Gözlerini açtı ve üstündeki bedene baktı. Aklına sabah akşam dans videolarını izleyen bir takipçisi olduğu dank edince bir elini ensesine götürüp kendine çekmişti. "Tam bir sapıksın..."
Hyunjin dengesiz nefeslerle gülerek aşağıya baktığında Yongbok da tamamen sertleşmişti. Hareketini biraz daha hızlandırınca iştahla öpüşmek için dudaklar buluşmuştu.
Yongbok diğer elini gömleğinin alt kısmından kaslı göğsüne getirdiğinde avucuyla güzelce okşamaya başladı. Hyunjin bununla kasılırken kollarını minik bedene sarıp bütün yükünü ona vermişti.

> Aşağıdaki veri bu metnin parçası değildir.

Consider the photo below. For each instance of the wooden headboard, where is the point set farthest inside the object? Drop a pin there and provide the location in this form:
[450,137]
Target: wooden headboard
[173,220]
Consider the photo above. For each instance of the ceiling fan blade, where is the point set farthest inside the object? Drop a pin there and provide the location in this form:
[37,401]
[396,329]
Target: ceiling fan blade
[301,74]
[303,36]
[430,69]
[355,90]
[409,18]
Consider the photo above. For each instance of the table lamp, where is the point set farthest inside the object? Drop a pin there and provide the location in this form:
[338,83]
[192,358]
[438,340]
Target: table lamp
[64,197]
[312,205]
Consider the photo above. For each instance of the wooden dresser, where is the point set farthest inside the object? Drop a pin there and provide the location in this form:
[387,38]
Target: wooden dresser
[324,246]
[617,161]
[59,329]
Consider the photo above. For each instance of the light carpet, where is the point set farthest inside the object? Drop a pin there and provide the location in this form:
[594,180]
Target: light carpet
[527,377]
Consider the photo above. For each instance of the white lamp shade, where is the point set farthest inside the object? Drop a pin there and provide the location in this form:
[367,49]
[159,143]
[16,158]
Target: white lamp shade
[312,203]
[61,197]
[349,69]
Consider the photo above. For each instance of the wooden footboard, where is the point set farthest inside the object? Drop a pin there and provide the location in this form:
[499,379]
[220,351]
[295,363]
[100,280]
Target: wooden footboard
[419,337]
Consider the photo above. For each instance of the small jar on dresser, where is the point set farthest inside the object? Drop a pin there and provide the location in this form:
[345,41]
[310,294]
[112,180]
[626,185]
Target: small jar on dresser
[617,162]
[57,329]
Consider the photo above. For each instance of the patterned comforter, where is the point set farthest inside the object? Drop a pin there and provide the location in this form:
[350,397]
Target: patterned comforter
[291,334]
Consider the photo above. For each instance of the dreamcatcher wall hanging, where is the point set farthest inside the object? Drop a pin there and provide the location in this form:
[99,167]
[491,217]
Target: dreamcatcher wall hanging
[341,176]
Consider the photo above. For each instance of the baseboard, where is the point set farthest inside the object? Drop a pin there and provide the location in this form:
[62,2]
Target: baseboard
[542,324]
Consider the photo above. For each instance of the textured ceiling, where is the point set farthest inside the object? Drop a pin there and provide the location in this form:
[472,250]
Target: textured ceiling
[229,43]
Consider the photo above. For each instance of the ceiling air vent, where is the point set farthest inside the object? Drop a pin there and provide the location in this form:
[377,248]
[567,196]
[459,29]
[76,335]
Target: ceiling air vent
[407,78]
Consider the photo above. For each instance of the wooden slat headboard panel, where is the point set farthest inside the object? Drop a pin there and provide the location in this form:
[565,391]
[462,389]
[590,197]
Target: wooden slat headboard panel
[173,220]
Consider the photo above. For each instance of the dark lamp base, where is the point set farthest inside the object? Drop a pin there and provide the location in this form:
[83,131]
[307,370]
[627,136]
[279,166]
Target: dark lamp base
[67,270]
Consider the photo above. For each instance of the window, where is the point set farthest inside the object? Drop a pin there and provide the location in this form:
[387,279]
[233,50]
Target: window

Alt kısımları birlikte ileri geri gittiğinde artık hiç çekinmeden en dibe vuruyordu. Her kökleyişinde Yongbok sarsılıyordu.
"Mhh- ah- ahh..."
Dudakları yorulunca ayrılmışlardı, Hyunjin başını boynuna gömüp bu şekilde devam etmişti. Artık bütün inlemeler direkt kulağına doluyordu. Yongbok da ensesini okşayıp kendini serbest bırakmıştı.
Sona geldikleri için alt kısım ıslanmıştı böylece hareket kolaylaşmıştı. Tenleri birbirine her çarptığında tahrik edici sesler geliyordu. Hyunjin son hızda becerirken ikisi de gözlerini kapattı, aynı anda boşaldı. "Mmhh..."
Birbirlerine dönüp yanaklarını, çenelerini, burunlarını, denk gelen her yerlerini öpmüşlerdi. "Seni seviyorum..."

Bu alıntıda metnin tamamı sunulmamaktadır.